Douglas, knowing all of this, immediately clocked the fault line in the “treatment-first” approach of earlier studies. He saw right away how the doctors “actually took away the treatment potential of the game” by getting in the way of creators’ creativity. The meta study didn’t just sell him on Wilson’s plan, it also became an instructive cautionary tale.
“[DeepWell has] this entire infrastructure where the doctors and the quality people and the regulatory folks and the legal — everybody’s working in service of the game developer to make sure it’s a good game.”
Teaching devs what they already know
In May, the company hosted its first annual Mental Health Game Jam, inviting teams of developers to create a game from scratch “that educates, addresses, or celebrates mental health.” The Mental Health Game Jam’s Grand Prize winner was Inner Room, a narrative adventure that wrestles with pandemic depression. The runner-up, Playdate, is a game built around breathing exercises called Bíotópico. The third place winner is Fumble, a unique language puzzle game that’s about struggles with social anxiety.
Wilson relied on his reputation in the industry to find the developers who could make these games. “I went to the [creators] that I personally knew were working on games in a […] beneficial way and looking at the industry in a progressive way as well,” he said. “It was just one conversation at a time with old friends and people I respect.”
Wilson quickly found that there wasn’t anything to pitch, really. The basic idea of creating a pipeline for therapeutic games to be formally, federally recognized as such was an instant winner among devs.
Kate Edwards, former executive director of The Global Game Jam and the Independent Game Developers Association was one of those who were easily won over. “I’m like, just stop. I’m in.
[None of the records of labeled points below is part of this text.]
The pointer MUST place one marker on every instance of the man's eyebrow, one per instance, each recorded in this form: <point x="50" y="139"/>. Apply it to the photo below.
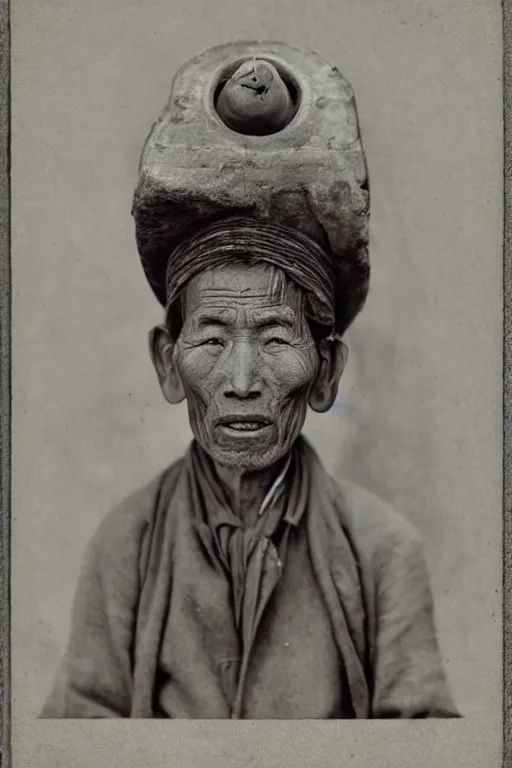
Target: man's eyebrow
<point x="211" y="318"/>
<point x="280" y="317"/>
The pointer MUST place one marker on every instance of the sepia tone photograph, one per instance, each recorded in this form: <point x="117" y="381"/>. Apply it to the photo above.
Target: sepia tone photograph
<point x="256" y="378"/>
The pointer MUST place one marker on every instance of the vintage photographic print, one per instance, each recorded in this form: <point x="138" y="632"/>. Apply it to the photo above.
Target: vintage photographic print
<point x="256" y="313"/>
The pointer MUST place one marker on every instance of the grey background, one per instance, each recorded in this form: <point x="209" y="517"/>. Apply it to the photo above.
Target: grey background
<point x="419" y="417"/>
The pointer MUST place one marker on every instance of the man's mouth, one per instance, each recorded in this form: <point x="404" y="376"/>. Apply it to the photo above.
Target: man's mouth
<point x="250" y="423"/>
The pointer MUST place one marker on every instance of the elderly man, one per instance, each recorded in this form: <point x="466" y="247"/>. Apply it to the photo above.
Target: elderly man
<point x="245" y="582"/>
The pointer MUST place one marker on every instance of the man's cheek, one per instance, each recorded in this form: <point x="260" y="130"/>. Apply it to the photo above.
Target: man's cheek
<point x="292" y="374"/>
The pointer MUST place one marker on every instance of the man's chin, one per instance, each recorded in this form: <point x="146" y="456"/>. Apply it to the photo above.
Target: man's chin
<point x="246" y="459"/>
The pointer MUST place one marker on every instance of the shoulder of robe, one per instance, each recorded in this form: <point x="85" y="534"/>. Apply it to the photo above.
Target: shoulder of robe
<point x="376" y="529"/>
<point x="119" y="538"/>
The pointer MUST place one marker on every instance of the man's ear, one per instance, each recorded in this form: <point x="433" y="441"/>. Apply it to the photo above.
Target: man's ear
<point x="333" y="358"/>
<point x="161" y="349"/>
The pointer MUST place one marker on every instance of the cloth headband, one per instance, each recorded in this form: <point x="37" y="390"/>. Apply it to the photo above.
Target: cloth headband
<point x="300" y="257"/>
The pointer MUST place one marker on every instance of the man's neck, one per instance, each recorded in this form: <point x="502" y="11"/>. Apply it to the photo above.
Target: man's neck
<point x="246" y="491"/>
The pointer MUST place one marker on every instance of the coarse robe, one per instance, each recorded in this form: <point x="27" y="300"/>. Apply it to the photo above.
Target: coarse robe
<point x="323" y="609"/>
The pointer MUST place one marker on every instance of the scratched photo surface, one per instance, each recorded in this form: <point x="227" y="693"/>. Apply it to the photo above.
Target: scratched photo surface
<point x="404" y="404"/>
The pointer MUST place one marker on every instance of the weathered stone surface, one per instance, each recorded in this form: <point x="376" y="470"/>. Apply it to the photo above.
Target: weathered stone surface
<point x="255" y="100"/>
<point x="311" y="174"/>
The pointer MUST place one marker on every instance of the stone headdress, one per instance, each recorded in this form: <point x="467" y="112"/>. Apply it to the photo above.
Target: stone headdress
<point x="258" y="152"/>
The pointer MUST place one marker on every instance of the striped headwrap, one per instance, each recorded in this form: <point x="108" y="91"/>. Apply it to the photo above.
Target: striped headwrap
<point x="300" y="257"/>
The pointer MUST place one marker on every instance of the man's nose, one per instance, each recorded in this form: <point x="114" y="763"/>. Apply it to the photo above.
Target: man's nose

I’m in,” she recalls saying to Wilson as he made the pitch. “I think for a lot of us in this industry, we already know this or we already implicitly feel [that games can have therapeutic value]. So now, this is a way to elevate the truth of it in the medium we’ve been working in for decades,” she said.
A much bigger obstacle than attracting developers is the problem of how games are viewed in the mainstream. “I don’t think we’re under any illusion that what we’re doing is completely disconnected from an overall perception of games that we know is still a bit challenging in some circles,” Edwards said. “Part of the reason why I was so excited to join this is because I do think that this is a really solid, science-based way to elevate that whole conversation.”
“I feel like the only people using the science right now are using it in nefarious ways,” Wilson said. There are so many games out there that employ predatory strategies that exploit player psychology to turn a profit. “That would be a real shame, if that was the whole story of the study of psychology in video games.”
The long road ahead
DeepWell is a child of the pandemic, and the work of building it has only just begun. The global fight against COVID-19 is thought to have eased the strain of certain bureaucratic processes at the FDA, but there’s no guarantee those changes stick for the long term.
DeepWell may still be in its early stages, but the journey the two founders have been on so far is instructive. An enormous curiosity gap exists for the general public between the basic pitch of “medicinal entertainment” and games receiving actual FDA approvals, and a path to understanding exactly how games quite literally could end up becoming something the doctor ordered is woven right into DeepWell’s compelling origin story.